Former Rep. Ron Dellums appeared to win the Oakland mayor's race outright late Friday, after the final ballot count showed he got the simple majority of votes needed to avoid a November runoff.
Officials, however, have until July 4 to certify the election results.
Dellums was the top vote-getter among a field of six with 50.2 percent, while City Council President Ignacio De La Fuente was in second place with 33.0 percent, according to the Alameda County Registrar of Voters.
City Councilwoman Nancy Nadel was a distant third with 13.1 percent.
The county's return to paper ballots and a shortage of optical scanners to process those ballots delayed the final vote count.
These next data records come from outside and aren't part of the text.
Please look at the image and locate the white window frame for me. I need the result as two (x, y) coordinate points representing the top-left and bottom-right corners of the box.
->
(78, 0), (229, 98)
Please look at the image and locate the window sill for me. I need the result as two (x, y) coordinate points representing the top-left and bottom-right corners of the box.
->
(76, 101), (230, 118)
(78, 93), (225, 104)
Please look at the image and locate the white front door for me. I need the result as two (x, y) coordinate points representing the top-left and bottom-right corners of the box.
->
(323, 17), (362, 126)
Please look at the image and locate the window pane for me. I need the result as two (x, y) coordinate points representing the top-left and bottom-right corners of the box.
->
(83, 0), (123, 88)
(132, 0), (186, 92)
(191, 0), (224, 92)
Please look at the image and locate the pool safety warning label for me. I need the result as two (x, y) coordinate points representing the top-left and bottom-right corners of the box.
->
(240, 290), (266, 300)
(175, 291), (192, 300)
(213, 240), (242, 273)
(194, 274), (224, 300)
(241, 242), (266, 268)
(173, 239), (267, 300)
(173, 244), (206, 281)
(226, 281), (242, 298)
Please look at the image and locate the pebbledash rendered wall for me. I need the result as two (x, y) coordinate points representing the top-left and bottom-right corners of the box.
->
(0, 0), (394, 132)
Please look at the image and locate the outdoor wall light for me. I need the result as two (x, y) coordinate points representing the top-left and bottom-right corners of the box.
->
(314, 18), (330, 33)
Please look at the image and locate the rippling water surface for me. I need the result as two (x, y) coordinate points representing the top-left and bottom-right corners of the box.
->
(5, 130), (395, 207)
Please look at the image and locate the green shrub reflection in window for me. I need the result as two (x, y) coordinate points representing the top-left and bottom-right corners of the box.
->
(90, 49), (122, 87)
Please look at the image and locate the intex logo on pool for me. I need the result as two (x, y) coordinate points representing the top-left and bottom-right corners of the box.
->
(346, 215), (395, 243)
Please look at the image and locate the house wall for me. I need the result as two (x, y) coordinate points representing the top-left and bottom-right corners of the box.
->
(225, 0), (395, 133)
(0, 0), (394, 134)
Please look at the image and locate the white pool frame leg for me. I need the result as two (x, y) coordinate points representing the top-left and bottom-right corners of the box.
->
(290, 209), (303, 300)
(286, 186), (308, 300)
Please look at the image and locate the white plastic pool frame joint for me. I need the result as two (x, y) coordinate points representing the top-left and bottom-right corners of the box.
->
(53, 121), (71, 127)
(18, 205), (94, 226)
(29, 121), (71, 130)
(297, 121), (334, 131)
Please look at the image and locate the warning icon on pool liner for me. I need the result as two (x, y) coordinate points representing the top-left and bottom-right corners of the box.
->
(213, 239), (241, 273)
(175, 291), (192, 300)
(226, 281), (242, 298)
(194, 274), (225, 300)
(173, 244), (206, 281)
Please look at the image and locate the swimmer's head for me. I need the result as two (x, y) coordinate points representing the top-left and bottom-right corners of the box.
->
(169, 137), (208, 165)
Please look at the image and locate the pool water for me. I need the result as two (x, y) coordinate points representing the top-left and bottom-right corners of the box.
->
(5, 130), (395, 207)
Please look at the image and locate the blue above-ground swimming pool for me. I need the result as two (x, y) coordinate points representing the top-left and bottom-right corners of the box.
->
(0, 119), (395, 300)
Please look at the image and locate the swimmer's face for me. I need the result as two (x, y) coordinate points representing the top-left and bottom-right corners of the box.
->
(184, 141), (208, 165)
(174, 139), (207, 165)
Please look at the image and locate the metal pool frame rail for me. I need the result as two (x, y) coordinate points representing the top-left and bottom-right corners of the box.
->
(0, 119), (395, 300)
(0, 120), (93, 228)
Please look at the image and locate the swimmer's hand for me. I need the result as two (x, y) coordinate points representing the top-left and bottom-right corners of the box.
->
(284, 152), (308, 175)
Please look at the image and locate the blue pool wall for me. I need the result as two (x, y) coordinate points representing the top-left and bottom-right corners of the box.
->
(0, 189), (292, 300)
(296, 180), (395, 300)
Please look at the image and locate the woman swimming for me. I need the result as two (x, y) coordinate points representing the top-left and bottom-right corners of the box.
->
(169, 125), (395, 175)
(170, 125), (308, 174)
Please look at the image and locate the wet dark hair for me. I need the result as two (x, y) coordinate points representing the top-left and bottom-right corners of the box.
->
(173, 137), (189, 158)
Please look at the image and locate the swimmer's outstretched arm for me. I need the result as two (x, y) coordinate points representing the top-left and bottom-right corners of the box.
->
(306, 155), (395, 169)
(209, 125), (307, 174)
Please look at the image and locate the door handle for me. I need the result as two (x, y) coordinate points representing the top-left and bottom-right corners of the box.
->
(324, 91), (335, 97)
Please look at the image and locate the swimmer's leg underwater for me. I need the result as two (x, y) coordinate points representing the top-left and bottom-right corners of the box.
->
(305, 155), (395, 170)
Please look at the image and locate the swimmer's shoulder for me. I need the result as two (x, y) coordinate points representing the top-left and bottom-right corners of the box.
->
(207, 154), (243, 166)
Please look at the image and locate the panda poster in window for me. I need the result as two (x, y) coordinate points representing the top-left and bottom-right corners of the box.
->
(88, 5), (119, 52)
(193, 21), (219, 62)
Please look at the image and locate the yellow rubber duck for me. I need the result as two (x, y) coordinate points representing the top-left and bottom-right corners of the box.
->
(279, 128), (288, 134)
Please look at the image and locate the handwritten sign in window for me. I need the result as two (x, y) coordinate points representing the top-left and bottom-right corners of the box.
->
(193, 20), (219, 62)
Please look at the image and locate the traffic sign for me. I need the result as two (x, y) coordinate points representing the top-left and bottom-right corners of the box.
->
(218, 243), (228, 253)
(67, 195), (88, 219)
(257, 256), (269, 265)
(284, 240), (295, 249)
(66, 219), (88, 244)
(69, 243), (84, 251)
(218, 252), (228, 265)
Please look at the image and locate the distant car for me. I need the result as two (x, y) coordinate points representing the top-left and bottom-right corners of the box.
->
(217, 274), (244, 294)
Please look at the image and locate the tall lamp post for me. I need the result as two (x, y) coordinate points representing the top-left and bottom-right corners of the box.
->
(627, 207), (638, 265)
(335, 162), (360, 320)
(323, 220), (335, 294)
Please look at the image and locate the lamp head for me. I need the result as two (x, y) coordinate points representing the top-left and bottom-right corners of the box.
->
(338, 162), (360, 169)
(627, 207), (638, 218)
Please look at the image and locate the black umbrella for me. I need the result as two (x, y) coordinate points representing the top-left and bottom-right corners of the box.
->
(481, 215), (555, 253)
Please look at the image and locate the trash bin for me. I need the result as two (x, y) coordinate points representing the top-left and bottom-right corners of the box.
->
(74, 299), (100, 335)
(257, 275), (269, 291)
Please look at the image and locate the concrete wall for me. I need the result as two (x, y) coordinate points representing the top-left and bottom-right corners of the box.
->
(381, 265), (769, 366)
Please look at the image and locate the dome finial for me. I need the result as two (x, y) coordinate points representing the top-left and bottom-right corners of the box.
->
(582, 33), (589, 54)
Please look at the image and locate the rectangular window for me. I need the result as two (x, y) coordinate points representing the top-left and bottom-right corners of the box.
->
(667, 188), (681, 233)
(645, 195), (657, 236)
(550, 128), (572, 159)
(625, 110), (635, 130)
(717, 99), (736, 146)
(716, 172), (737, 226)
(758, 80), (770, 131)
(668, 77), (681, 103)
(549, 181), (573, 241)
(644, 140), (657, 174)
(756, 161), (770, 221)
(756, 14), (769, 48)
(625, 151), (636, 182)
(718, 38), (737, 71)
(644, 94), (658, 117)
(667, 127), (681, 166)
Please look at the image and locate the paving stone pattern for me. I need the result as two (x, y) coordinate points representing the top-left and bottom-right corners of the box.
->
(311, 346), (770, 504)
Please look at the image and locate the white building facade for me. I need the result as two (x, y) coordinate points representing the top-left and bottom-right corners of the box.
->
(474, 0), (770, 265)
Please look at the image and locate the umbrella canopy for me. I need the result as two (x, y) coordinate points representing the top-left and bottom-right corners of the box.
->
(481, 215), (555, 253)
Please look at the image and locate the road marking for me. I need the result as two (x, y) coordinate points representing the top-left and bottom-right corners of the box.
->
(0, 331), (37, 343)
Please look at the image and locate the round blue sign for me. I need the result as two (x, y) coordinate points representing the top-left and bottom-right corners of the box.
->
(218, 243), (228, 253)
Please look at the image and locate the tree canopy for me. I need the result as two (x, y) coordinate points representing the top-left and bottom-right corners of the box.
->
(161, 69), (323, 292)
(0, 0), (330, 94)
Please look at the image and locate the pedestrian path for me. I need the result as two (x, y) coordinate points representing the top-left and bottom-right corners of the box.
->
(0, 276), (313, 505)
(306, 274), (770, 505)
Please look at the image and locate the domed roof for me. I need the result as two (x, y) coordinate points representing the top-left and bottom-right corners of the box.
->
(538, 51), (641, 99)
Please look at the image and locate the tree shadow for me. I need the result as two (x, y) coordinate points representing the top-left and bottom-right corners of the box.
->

The county went back to low-tech voting after 4,000 Diebold Election Systems touch-screen machines failed to meet federal and state standards for last week's election.
Dellums and De La Fuente had seemed headed for a runoff, with Dellums' totals hovering just below the 50 percent he needed to win during the last few days of the vote count.
Both Democrats campaigned to replace former Gov. Jerry Brown, who was termed out of the job and won the Democratic nomination for attorney general last week.
The new mayor starts the job on Jan. 1, 2007.
During the campaign, De La Fuente emphasized his experience in city government and portrayed himself as the man who helped turn Brown's big ideas — like getting more people to live downtown — into reality.
Dellums, a former Marine who once headed the powerful House Armed Services Committee during his 27 years in Congress, cast himself as a bridge-builder who could unite Oakland's diverse communities and find solutions to its crime and education problems.